Putting it all together

Combining all steps into one class leads to code bellow:

import com.automationrhapsody.junit.utils.PointUtils;
import com.tngtech.java.junit.dataprovider.DataProvider;
import com.tngtech.java.junit.dataprovider.DataProviderRunner;
import com.tngtech.java.junit.dataprovider.UseDataProvider;

import org.junit.Before;
import org.junit.Test;
import org.junit.runner.RunWith;

import static org.junit.Assert.assertTrue;
import static org.mockito.Matchers.any;
import static org.mockito.Mockito.mock;
import static org.mockito.Mockito.when;

@RunWith(DataProviderRunner.class)
public class LocatorDataProviderTest {

	private static final Point MOCKED_POINT = new Point(11, 11);

	private LocatorService locatorServiceMock = mock(LocatorService.class);

	private Locator locatorUnderTest;

	@DataProvider
	public static Object[] dataProvider() {
		return new Object[][] {
			{-1, -1, new Point(1, 1)},
			{-1, 0, new Point(1, 0)},
			{-1, 1, new Point(1, 1)},

			{0, -1, new Point(0, 1)},
			{0, 0, MOCKED_POINT},
			{0, 1, MOCKED_POINT},

			{1, -1, new Point(1, 1)},
			{1, 0, MOCKED_POINT},
			{1, 1, MOCKED_POINT}
		};
	}

	@Before
	public void setUp() {
		when(locatorServiceMock.geoLocate(any(Point.class)))
				.thenReturn(MOCKED_POINT);

		locatorUnderTest = new Locator(locatorServiceMock);
	}

	@Test
	@UseDataProvider("dataProvider")
	public void testLocateResults(int x, int y, Point expected) {
		assertTrue(PointUtils.arePointsEqual(expected, 
				locatorUnderTest.locate(x, y)));
	}
}

Benefits

Using junit-dataprovider has one huge benefit over JUnit’s Parameterized runner. Test data provider is used only for the method annotated with its name.

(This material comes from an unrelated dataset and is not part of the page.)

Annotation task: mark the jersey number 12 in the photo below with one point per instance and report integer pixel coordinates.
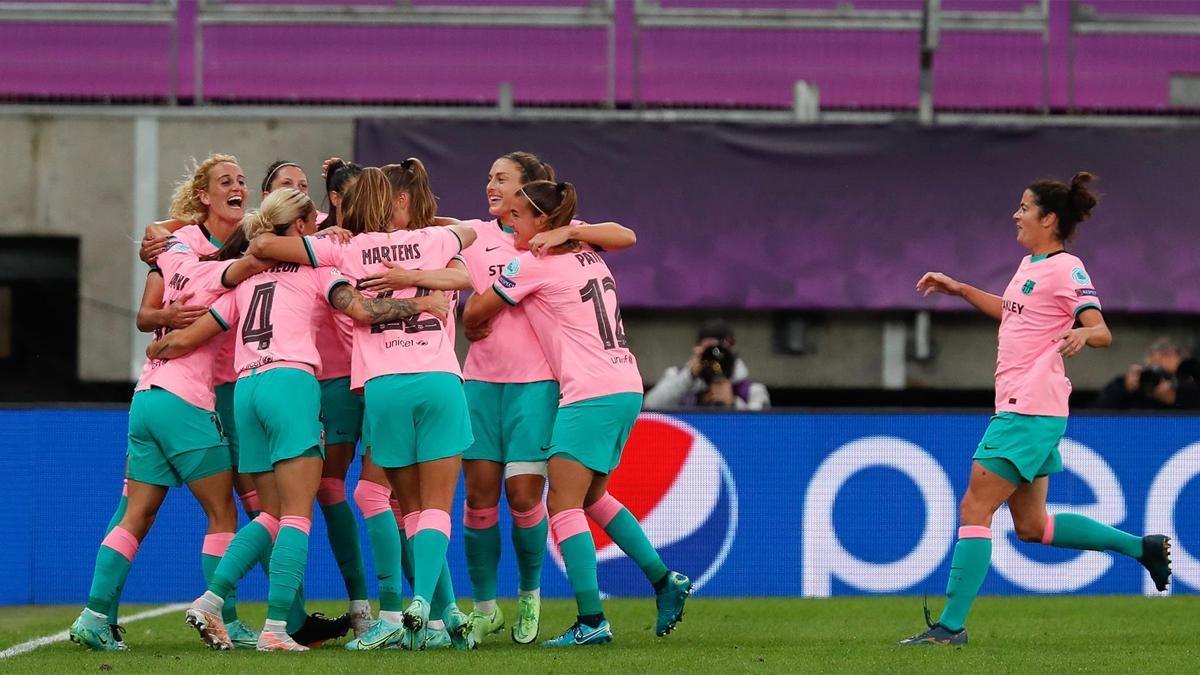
(593, 292)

JUnit’s Parameterized runner runs each and every test method with given data provider. In one test class you can define several data providers as different static methods and use them in different test methods. This is not possible with JUnit’s Parameterized runner.

Conclusion

JUnit-dataprovider is very nice library which makes JUnit 4 data driven testing very nice and easy. Even if you do not have issues with Gradle I still would recommend it to use it instead of standard Parameterized runner because it gives you the flexibility to bind data provider method with specific unit test method.